Apache Eagle keeps an eye on big data usage

Apache Eagle keeps an eye on big data usage

Apache Eagle, originally developed at eBay, then donated to the Apache Software Foundation, fills a big data security niche that remains thinly populated, if not bare: It sniffs out possible security and performance issues with big data frameworks.

To do so, Eagle uses other Apache open source components, such as Kafka, Spark, and Storm, to generate and analyze machine learning models from the behavioral data of big data clusters.

Looking in from the inside

Data for Eagle can come from activity logs for various data source (HDFS, Hive, MapR FS, Cassandra) or from performance metrics harvested directly from frameworks like Spark. The data can then be piped by the Kafka streaming framework into a real-time detection system that’s built with Apache Storm or into a model-training system built on Apache Spark. The former’s for generating alerts and reports based on existing policies; the latter is for creating machine learning models to drive new policies.

This emphasis on real-time behavior tops the list of “key qualities” in the documentation for Eagle. It’s followed by “scalability,” “metadata driven” (meaning changes to policies are deployed automatically when their metadata is changed), and “extensibility.” This last means the data sources, alerting systems, and policy engines used by Eagle are supplied by plugins and aren’t limited to what’s in the box.

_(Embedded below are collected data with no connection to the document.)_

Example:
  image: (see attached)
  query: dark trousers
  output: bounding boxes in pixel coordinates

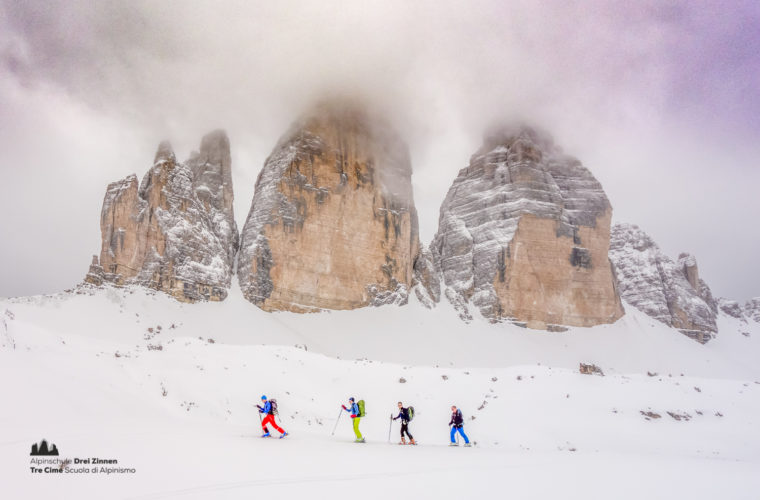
[400,421,413,439]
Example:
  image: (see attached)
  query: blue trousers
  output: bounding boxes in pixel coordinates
[450,426,469,444]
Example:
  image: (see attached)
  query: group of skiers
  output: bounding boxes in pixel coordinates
[257,395,471,447]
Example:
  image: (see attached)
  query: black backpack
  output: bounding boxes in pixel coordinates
[452,408,463,425]
[269,399,278,415]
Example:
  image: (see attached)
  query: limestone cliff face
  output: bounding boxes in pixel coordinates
[237,102,421,311]
[187,130,238,268]
[609,223,717,343]
[431,126,624,329]
[85,131,238,301]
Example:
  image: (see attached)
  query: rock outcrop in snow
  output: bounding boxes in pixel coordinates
[85,131,238,302]
[237,100,423,312]
[744,298,760,323]
[431,125,624,329]
[609,223,717,343]
[718,298,745,319]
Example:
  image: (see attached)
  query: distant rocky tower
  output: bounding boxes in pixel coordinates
[609,223,717,343]
[85,130,238,302]
[431,126,624,329]
[238,101,421,312]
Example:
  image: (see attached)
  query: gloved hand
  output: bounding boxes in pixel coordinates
[350,414,356,419]
[256,405,262,410]
[342,405,347,410]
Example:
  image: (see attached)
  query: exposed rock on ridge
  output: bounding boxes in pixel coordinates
[718,298,744,319]
[745,298,760,323]
[431,125,624,328]
[609,223,717,343]
[85,131,238,301]
[237,101,422,312]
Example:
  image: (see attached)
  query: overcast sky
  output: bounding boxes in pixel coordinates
[1,0,758,301]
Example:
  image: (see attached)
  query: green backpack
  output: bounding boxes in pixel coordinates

Because Eagle was put together from existing parts of the Hadoop world, it has two theoretical advantages. One, there’s less reinvention of the wheel. Two, those who already have experience with the pieces in question will have a leg up.

What are my people up to?

Aside from the above-mentioned use cases like analyzing job performance and monitoring for anomalous behavior, Eagle can also analyze user behaviors. This isn’t about, say, analyzing data from a web application to learn about the public users of the app, but rather the users of the big data framework itself — the folks building and managing the Hadoop or Spark back end. An example of how to run such analysis is included, and it could be deployed as-is or modified.

Eagle also allows application data access to be classified according to levels of sensitivity. Only HDFS, Hive, and HBase applications can make use of this feature right now, but its interaction with them provides a model for how other data sources could also be classified.

Let’s keep this under control

Because big data frameworks are fast-moving creations, it’s been tough to build reliable security around them. Eagle’s premise is that it can provide policy-based analysis and alerting as a possible complement to other projects like Apache Ranger. Ranger provides authentication and access control across Hadoop and its related technologies; Eagle gives you some idea of what people are doing once they’re allowed inside.

The biggest question hovering over Eagle’s future — yes, even this early on — is to what degree Hadoop vendors will elegantly roll it into their existing distributions or use their own security offerings. Data security and governance have long been one of the missing pieces that commercial offerings could compete on.